A naturalização dessa perspectiva é ratificada por uma visão de que uma determinada dose de violência, que varia de acordo com a época, o grupo social e o local, deve ser aceita e torna-se até necessária, inclusive por aquelas pessoas e instituições que teriam a obrigação e a responsabilidade de proteger a sociedade e os jovens da violência. Tal aceitação social da violência opera por meio de diversos mecanismos de culpabilização da vítima.

Dessa forma, setores vulneráveis ou historicamente subalternos demandam proteção específica por meio de legislação. Um exemplo frequente é o da mulher que sofre o estupro e é responsabilizada pelo crime por trajar roupas consideradas inadequadas ou por não ter dado sinais claros de que não desejava a relação sexual (CARDOSO; VIEIRA, 2014; IPEA, 2014).

No caso de jovens e adultos, ocorre a criminalização da pobreza: todo morador da periferia e das favelas e que se traja sob códigos específicos que não são os de classe média branca e “bem-nutrida” é bandido em potencial. Os episódios ocorridos entre dezembro de 2013 e fevereiro de 2014 dos “rolezinhos” (SEVERI; FRIZZARIM; BORGES, 2015) nos shoppings paulistas ilustram tal esquema perverso. Essa temática foi objeto de quase uma centena de artigos científicos desde 2014, além de dois dossiês em revistas de sociologia:

Os rolezinhos escancararam três importantes tensões e preconceitos presentes na sociedade brasileira: de classe, de raça/cor e de idade/geração.
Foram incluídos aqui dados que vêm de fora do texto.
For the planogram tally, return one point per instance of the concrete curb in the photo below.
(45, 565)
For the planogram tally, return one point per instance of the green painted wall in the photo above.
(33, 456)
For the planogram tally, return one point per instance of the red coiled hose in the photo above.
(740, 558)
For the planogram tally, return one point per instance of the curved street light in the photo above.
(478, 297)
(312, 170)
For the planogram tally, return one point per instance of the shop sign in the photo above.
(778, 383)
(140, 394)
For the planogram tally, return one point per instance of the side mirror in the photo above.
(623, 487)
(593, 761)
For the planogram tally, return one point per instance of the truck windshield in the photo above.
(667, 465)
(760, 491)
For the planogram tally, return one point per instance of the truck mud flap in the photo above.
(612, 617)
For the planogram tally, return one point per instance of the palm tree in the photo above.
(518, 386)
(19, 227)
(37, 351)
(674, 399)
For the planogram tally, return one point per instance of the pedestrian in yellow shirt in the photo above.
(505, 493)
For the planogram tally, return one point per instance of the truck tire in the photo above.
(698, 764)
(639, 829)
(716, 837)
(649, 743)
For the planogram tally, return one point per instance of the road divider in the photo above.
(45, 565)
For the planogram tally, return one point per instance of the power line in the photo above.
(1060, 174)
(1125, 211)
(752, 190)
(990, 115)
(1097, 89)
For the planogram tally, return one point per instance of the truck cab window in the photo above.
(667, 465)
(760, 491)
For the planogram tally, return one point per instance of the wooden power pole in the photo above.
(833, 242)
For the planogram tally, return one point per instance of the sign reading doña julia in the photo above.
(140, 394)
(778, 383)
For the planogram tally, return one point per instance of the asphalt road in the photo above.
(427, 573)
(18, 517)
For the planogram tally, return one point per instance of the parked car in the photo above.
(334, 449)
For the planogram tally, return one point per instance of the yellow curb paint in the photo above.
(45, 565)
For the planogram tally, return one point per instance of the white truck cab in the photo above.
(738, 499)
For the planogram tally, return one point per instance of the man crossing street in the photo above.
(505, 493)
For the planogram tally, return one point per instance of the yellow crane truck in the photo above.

Eles foram perseguidos e duramente reprimidos em primeiro lugar porque eram jovens pobres, como pode ser visto nos vídeos que já estão circulando na internet, mostrando jovens brancos de classe média a fazer algazarra em shoppings e sem sofrer nenhum tipo de constrangimento da equipe de segurança. Para uns o rótulo de flash mob ou brincadeira, para outros de arruaça e/ou arrastão. É, portanto, também uma questão de raça/cor, eleita como um dos critérios para se expulsar os jovens de dentro desses espaços, como observei pessoalmente. Além disso, foram estigmatizados pelo seu gosto de classe, por apreciarem um gênero musical, criado, performatizado e ouvido, não só, mas principalmente, por jovens pobres. E é, dessa forma, também um conflito de idade/geração, porque são adolescentes. Há, na atualidade, uma crise de autoridade na relação entre adultos e adolescentes, ou entre os mais

velhos e mais novos, evidenciada nos muitos problemas que acontecem na relação professor/aluno em escolas de ensino médio das classes mais ricas às classes populares, sem distinção. A única distinção deve-se ao fato de que no último caso os conflitos são publicizados e criminalizados. Os limites educativos da juventude pobre no Brasil hoje são quase sempre dados pela polícia (PEREIRA, 2014).

As tensões mencionadas pelo antropólogo em sua etnografia desdobram- se nos dados a respeito do adolescente como vítima da violência.

De acordo com o Mapa da Violência 2014 (WAISELFISZ, 2014), com exceção do deslocamento geográfico e da consistente vitimização juvenil, não aconteceram grandes mudanças nas taxas nacionais de homicídio: em 2002, a taxa nacional foi de 28,9 por 100 mil, quase idêntica à taxa de 29,0 em 2012.

A desconsideração das informações étnico-raciais advindas do Sistema de Informação de Mortalidade (SVS-MS, 2014) e essa aparente estabilidade dos índices de homicídio nos dois extremos da década pode colaborar para o ocultamento das transformações profundas da lógica interna da violência: a seletividade social dos que serão assassinados é crescente e previsível.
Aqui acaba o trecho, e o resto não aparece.